その顔には長い髪がかかってしまっていて、僕はそっとかき分ける。

雲に隠されていたあたたかな陽ざしが、そこに射し込んでいった。

真っ白い髪は光にあてられて、透き通るように煌めいていた。

そしてそのすき間で、


彼女は、泣いていた。


その、まぶたから零れ落ちる涙を手で掬おうとした瞬間、彼女はゆっくりと目を開く。


「ま、ママ?」

ちいさな唇はゆっくりと開閉をして、確かにそういった。


「僕はママじゃないけど」

当たり前の言葉が口をつく。

だけど、こんな状況で、当たり前の言葉を当たり前だと思って当たり前のように口から発している自分に少しの違和を感じる。

この子は大丈夫なのだろうか、

そう心配するのが当たり前であって。


その時、彼女はゆっくりと起き上がって、しきりにワンピースのすそで目をこすっていた。

まるでさっきのことなどなかったのかのように。


そして彼女は一度俯いてからくすりと笑い、僕のほうへ向き直った。

「面白いことをいうんだね、君は

わたしは少し、すこしわるいゆめをみていたの。さっきのは寝言。わすれて」

透き通るような声だった。こちらをずっと見つめている彼女の瞳に吸い込まれそうになる。

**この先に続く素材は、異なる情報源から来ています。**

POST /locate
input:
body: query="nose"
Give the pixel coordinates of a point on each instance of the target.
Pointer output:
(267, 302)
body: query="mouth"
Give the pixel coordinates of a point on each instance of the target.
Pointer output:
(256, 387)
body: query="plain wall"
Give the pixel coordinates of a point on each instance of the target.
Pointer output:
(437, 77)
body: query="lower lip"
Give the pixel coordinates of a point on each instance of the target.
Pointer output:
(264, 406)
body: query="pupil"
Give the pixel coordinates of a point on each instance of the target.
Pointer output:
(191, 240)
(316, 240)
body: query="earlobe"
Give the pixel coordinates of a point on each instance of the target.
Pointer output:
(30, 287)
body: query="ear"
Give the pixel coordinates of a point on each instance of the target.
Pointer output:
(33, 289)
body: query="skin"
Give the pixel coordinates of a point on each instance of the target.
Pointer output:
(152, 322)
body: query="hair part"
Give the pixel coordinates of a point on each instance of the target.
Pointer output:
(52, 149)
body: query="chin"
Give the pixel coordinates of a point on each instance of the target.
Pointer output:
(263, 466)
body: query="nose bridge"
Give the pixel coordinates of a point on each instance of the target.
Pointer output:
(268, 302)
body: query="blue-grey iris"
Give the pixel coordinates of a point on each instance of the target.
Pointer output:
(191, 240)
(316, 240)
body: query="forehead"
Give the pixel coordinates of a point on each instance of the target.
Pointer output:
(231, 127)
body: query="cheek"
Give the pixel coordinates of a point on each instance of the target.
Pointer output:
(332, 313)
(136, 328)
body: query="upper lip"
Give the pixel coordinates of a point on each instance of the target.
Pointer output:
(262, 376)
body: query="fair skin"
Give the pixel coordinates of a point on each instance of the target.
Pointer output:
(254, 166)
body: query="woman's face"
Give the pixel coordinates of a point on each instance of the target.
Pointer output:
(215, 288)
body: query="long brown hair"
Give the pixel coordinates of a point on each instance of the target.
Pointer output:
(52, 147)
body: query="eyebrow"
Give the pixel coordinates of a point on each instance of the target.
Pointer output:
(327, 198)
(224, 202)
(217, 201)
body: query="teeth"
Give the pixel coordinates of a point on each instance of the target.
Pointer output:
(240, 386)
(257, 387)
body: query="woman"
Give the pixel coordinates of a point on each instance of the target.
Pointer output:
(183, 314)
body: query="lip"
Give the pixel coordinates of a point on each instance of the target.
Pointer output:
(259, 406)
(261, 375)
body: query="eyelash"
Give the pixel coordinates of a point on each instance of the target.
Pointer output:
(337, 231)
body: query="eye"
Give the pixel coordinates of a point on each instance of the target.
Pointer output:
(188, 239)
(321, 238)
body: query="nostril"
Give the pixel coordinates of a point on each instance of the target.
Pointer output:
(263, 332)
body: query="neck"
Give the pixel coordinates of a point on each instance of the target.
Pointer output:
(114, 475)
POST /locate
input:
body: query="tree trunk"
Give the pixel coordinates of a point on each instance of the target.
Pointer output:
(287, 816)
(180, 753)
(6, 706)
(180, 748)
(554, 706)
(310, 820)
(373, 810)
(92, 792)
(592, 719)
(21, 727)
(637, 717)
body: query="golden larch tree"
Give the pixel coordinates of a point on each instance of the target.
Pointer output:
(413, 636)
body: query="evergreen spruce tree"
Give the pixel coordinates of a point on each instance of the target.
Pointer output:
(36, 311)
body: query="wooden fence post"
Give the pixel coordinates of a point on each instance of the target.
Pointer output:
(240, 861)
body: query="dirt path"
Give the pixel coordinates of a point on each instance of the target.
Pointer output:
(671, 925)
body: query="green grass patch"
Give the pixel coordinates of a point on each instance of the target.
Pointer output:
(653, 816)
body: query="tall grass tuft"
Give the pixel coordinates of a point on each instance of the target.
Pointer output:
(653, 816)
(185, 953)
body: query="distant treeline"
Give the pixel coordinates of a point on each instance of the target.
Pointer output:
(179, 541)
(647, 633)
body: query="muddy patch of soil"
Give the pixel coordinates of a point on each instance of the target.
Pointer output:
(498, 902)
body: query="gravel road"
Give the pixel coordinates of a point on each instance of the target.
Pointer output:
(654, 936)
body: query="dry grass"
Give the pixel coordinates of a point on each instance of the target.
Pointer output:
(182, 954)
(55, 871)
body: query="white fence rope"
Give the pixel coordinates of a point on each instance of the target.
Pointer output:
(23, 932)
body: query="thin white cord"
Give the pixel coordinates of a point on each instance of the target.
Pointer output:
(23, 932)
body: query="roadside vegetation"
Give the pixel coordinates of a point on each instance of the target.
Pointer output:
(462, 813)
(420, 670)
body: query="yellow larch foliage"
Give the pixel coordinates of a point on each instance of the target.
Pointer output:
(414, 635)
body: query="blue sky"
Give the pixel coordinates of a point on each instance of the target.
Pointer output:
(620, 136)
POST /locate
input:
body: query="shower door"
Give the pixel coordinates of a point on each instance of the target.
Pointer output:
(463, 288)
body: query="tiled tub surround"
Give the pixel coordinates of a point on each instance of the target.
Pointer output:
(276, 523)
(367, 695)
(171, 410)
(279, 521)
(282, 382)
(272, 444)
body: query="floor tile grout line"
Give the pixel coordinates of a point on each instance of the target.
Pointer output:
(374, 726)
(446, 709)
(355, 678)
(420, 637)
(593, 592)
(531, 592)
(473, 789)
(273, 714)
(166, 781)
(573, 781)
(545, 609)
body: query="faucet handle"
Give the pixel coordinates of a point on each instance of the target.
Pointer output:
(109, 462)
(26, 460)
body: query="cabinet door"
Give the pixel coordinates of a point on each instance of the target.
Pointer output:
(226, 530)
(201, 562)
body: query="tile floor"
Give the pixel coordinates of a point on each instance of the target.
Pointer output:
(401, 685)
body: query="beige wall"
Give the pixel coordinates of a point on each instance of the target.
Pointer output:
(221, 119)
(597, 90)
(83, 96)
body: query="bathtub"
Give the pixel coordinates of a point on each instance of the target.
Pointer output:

そして、拭うことのできなかった涙がつーー、と彼女の頬を伝っていた。

「その、君は?」


彼女はあたかも不思議であるように聞いてくる。僕もいまなぜこんな状況になっているのか不思議だ。


「その、君がひどくうなされていたから、こうやって」

彼女はまだ首をかしげている。

「あ、その、何でここにいるのかっていうのは勝手に忍び込んだってわけじゃなくて、いや、勝手なんだけど少し違うというか…」

僕はあわてて取り繕う。なんか二度目のような気がしないでもない。


彼女はそんな僕の様子を見て、またくすりと笑うと、

「そういうことじゃなくて、」

彼女はゆっくりと僕の言葉を訂正する。

「君の名前をきいているの」


「僕は、僕の名前は、夕凪洸介」

一語ずつ、丁寧に発音する。


「やっぱり、○○○○○○。」

僕には聞き取れない声で、彼女はそう言った。


その背の方向から差し込む陽ざしはもう赤みを帯びている。

僕に横顔だけを見せて、彼女はどこか虚空を見つめていた。


僕は尋ねた。

「さっき、君はうなされて…………」


その陽ざしにあてられて、彼女の真っ白だった片頬は赤く、妖しく。


「あれは、×××××××××××××。」


そして彼女は大きく息をついて、続けた。